I'm looking for a way to implement (provide) blob storage for an application I'm building.
What I need is the following:
- Access is done using simple keys (like primary keys; I don't need a hierarchy);
- Blobs with sizes will be from 1KiB to 1GiB. Both scenarios must be fast and supported (so systems that work based on large blocks, like I believe Hadoop does, are out);
- Streaming access to blobs (i.e. to be able to read random parts of the blob);
- Access over REST;
- No eventual consistency.
My infrastructure requirements are as follows:
- Horizontally scalable, but sharding is OK (so it is not necessary that the system natively supports horizontal scaling);
- High availability (so replication and automatic failover);
- I can't use Azure or Google blob storage; this is a private cloud application.
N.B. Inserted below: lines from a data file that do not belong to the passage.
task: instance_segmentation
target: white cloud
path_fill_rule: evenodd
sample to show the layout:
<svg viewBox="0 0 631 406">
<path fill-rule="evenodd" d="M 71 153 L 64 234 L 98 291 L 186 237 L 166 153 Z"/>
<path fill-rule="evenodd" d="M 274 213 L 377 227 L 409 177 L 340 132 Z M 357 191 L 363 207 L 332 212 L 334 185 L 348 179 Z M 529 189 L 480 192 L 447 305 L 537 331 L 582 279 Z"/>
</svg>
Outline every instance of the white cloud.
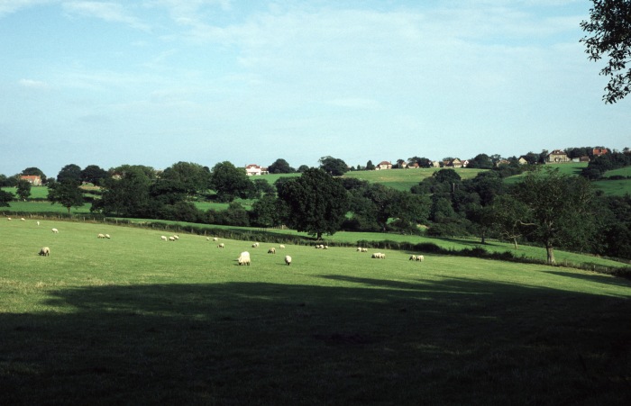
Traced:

I'm prepared to implement such a system myself, but I prefer an out of the box system that implements this or at least parts of it.
I have e.g. looked at Hadoop, but that has eventual consistency, so is out. There seem to be a number of Linux DFS implementations, but these all work using mounting and I just need REST access. Also it looks like the range of blob sizes makes things difficult.
What system could I use for this?
It's a pretty old post, but I'm looking pretty much the same. I've found the stack of GridFS and ngnix-based HTTP access module.